A Porta do Sol, aberta na cerca da medieva muralha do castelo pode ser a primeira imagem a olhar numa proveitosa deambulação pela vila, a querer mostrar a memória das origens, nem sempre plena de clareza e ilustração, construída em tempos imemoriais pelos íncolas das cabanas neolíticas, sucedida pelo vestígio mal visível de um castro da Idade do ferro, continuada provavelmente por um templo romano, por um templo suévico ou visigótico e assinalada pelo tempo da guerra dos muçulmanos que se derrama no imaginário popular através de tantas lendas e outras narrativas. Localizava-se provavelmente dentro da muralha a capela de S. Pedro, peça artística religiosa de que há memória, ainda que sem vestígios. Hoje por alcantilada escadaria chegamos ao monumento ao Coração de Maria, no alto do Monte do Senhor do Castelo, onde se conserva referência gravada de todas as freguesias do concelho, datada de 1957.
Sernancelhe é, pois, um povoado com raízes em tempos remotos, testemunhadas de muitos modos. Foi uma terra com muitos privilégios, como se pode inferir no número de moradores fidalgos que aqui assentaram arraiais e construíram os seus palácios. São inúmeras as casas nobres, como se deduzirá de um ameno e aprazível passeio pelo interior da Vila.

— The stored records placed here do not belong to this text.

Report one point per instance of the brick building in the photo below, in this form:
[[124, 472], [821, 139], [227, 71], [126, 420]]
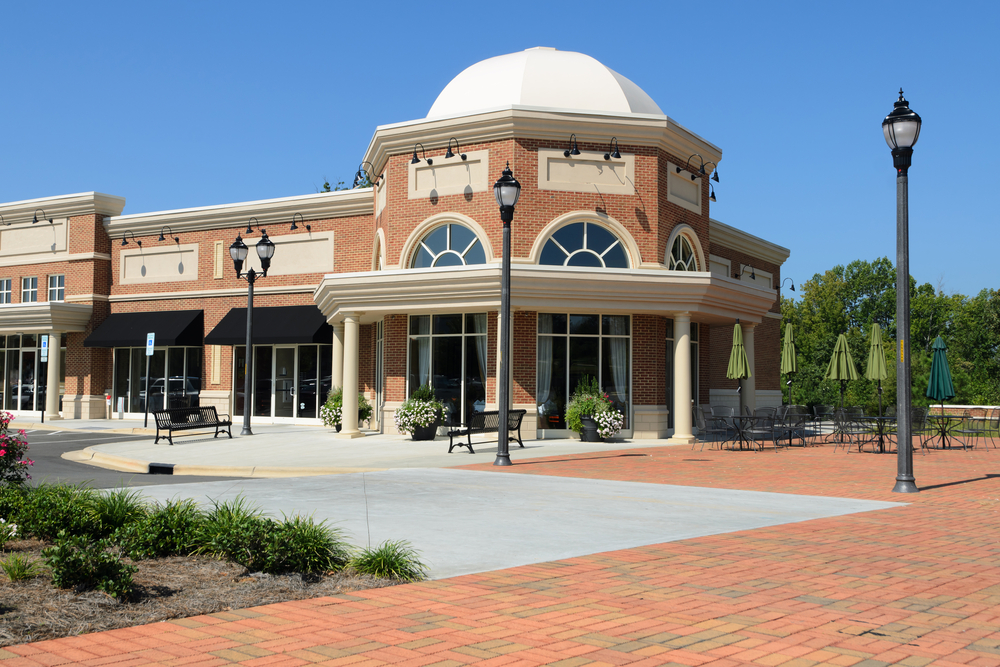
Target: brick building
[[619, 273]]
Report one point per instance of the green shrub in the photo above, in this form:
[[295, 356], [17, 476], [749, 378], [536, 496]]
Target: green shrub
[[237, 532], [115, 509], [396, 560], [12, 502], [587, 399], [20, 568], [14, 461], [166, 530], [80, 562], [301, 545], [330, 412], [50, 508]]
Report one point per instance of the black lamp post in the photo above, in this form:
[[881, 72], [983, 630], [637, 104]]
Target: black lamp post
[[506, 190], [238, 251], [902, 128]]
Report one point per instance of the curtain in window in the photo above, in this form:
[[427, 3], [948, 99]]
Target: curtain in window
[[424, 361], [619, 357], [480, 324], [544, 371]]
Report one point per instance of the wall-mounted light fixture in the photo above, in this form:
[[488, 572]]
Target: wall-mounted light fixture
[[125, 238], [572, 150], [250, 224], [701, 169], [163, 238], [613, 150], [715, 170], [449, 154], [415, 159]]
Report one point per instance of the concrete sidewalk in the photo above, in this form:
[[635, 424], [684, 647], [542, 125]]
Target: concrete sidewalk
[[290, 450]]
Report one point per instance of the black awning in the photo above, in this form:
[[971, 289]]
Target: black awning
[[172, 327], [273, 326]]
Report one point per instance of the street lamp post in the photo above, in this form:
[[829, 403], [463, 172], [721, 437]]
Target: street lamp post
[[238, 251], [506, 190], [901, 129]]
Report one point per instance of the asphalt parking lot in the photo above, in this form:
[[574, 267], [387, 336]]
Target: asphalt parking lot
[[46, 448]]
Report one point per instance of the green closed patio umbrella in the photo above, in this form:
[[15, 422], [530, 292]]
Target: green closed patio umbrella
[[739, 366], [789, 366], [841, 365], [940, 387], [876, 362]]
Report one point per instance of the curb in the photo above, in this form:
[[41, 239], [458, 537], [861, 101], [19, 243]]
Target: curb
[[98, 459]]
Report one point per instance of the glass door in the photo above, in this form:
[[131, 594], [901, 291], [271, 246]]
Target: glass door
[[284, 382]]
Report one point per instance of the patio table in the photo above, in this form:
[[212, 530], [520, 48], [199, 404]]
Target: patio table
[[944, 425]]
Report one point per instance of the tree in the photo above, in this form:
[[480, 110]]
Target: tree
[[851, 299]]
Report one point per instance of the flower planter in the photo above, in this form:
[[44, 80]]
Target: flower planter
[[426, 432], [589, 431]]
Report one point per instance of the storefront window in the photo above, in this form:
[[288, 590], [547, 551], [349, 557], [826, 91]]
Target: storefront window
[[571, 347], [449, 352], [25, 374], [174, 378], [290, 381]]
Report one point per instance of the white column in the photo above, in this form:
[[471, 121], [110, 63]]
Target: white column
[[337, 372], [682, 379], [52, 379], [349, 412], [750, 384]]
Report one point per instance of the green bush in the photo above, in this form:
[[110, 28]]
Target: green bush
[[396, 560], [80, 562], [51, 508], [116, 509], [12, 502], [237, 532], [587, 399], [19, 568], [166, 530], [330, 412], [301, 545]]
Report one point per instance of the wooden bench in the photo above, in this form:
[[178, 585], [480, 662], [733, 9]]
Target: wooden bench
[[487, 422], [185, 419]]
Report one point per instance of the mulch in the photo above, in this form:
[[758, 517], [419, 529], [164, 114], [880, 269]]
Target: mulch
[[166, 588]]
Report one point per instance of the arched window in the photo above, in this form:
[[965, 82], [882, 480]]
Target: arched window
[[682, 256], [584, 244], [448, 245]]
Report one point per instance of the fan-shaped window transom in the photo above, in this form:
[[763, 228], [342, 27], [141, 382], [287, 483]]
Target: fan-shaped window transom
[[584, 244]]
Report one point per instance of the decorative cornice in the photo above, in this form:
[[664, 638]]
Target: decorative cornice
[[44, 316], [318, 206], [55, 257], [541, 124], [711, 299], [736, 239], [209, 294], [62, 206]]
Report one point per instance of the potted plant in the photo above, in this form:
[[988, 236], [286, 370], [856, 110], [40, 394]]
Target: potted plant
[[420, 415], [330, 412], [590, 412]]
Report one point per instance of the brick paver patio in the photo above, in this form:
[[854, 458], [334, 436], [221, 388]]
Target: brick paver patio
[[911, 585]]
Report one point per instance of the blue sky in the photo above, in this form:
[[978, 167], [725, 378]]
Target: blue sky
[[182, 104]]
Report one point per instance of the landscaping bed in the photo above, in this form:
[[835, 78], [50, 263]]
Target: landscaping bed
[[165, 588]]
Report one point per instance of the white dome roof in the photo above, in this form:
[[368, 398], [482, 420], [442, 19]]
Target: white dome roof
[[542, 77]]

Subindo junto ao cruzeiro do Senhor do Castelo, um templete do século XVII, que acolhe sob o seu tecto um Cristo gótico, transpõe-se a Lina de uma quase desaparecida muralha que conserva intacta a nascente e a norte os muros que foram o firme alicerce das torres certamente edificadas em pleno século XII, por D. Egas Gosendes, o rico homem que, em 26 de Outubro de 1124, outorgou a esta Vila o primeiro foral. Já o testamento de D. Flâmula, no século X, e o inventário da condessa Mumadona, no século XI, documentam a existência do castelo, hoje praticamente perdido nas brumas da memória. E o seu primeiro foral régio foi outorgado por D. Afonso II, em 1220, a confirmar sem alterações o anterior. Em 10 de Fevereiro de 1514, D. Manuel I dá-lhe novo foral, que não traz significativas alterações em relação aos anteriores, a não ser algumas disposições a obrigar lavradores com posse de bois e vinicultores de notórios recursos.
Do alto do monte, divisa-se, entre sul e nascente, em território planáltico o primeiro povoado histórico de Sernancelhe, enquadrado pela sumptuosidade discreta da igreja matriz, cujo recinto envolve, aqui impropriamente denominado por adro, foi o palco privilegiado da actividade cívica do burgo, a grande praça da convivência comunitarista até ao alvorecer do movimento liberal, que a vila e seu alfoz recusaram de pronto. Vamos fazer uma primeira estação para contemplarmos com o natural embevecimento um verdadeiro escrínio de arte portuguesa.